Одну стену занимал большой стеллаж. Половина книг лежала на полу, в беспорядке разбросанные, часть разодрана.
Я сунул револьвер в наплечную кобуру и продолжил их работу с того места, где они остановились, При свете дело пошло лучше. Вдруг одна из книг легко раскрылась, и из вырезанной в страницах ниши выпала маленькая книжечка.
Кто-то крикнул на улице, этажом ниже хлопнула дверь. Я упрятал книжечку за ремень сзади, схватив шляпу и плащ и совершил сумасшедшую пробежку по лестнице, причем последний пролет к открытой парадной двери пронесся, перепрыгивая через две ступени.
Что-то невообразимо тяжелое ударило меня в щеку и в голове взорвался фейерверк диких звуков и вращающихся огней. Тело больше мне не принадлежало. Оно превратилось в жидкую кашицу: но боли не было, а было какое-то светло-розовое оцепенение, внезапно нарушенное другим цветом, но на этот раз ярко-красным. Я почувствовал удар в грудь и в последний момент просветления понял, что попал в ловушку — кто-то в упор влепил в меня пулю.
Сколько я лежал там, сказать не могу. Меня заставил очнуться звук высокий плачущий вой сирены. Я вскарабкался на ноги, держась за перила, машинально подобрал шляпу и, пошатываясь, вышел за дверь. На улице собралась толпа, но если меня и заметили, то виду никто не подал. Сейчас я был рад дождю и мраку, окутавшим меня непроницаемой пеленой, и поплелся на поиски машины. Найдя же ее, свалился на сиденье и из последних сил захлопнул за собой дверцу. Грудь казалась смятой в лепешку, а в голове, как в кузнице, с грохотом работали гигантские меха, раздувающие языки пламени по всему телу.

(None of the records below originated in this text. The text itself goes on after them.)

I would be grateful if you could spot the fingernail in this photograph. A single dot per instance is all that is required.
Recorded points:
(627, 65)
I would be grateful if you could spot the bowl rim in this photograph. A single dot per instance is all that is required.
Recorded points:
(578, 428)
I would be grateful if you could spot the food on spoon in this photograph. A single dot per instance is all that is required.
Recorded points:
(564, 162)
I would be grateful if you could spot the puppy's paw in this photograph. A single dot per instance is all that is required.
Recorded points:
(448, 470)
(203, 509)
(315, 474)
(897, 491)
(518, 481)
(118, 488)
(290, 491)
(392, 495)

Визжали тормоза полицейских машин, слышался топот ног, возбужденно гудела толпа, разрастающаяся с каждой минутой… Терпеть больше не было сил. К дьяволу все и вся. Я позволил глазам закрыться и свалился вниз, ткнувшись носом в залежи пыли.
…Струйки дождя били в открытое окно и ручейками стекали по телу. С трудом разлепив веки, я уперся руками в пол и с грехом пополам сел за руль.
Толпа разошлась, полиции не было, улица опять опустела. Только дождь — потоки воды, омывающей тротуары, — и черные квадраты окон. Мой мозг медленно очищался от тумана. Я сунул руку под пиджак и вытащил револьвер, вернее то, что от него осталось.
Пуля угодила в спусковой механизм и сплющилась в опасную уродливую амебу. В груди горело адское пламя, но кожа не была даже поцарапана.
А кто-то думал, что мне каюк.
Я потянулся к поясу — книга была на месте. Прошло еще десяток минут, пока я не почувствовал себя в состоянии держать руль. Я врубил мотор и зажег фары.
Кольцо Рыжей не блеснуло мне в тусклом свете приборной панели. На моем пальце, откуда его в спешке содрали, красовалась свежая царапина.
Кольцо исчезло. За ним пришли раньше, чем я ожидал.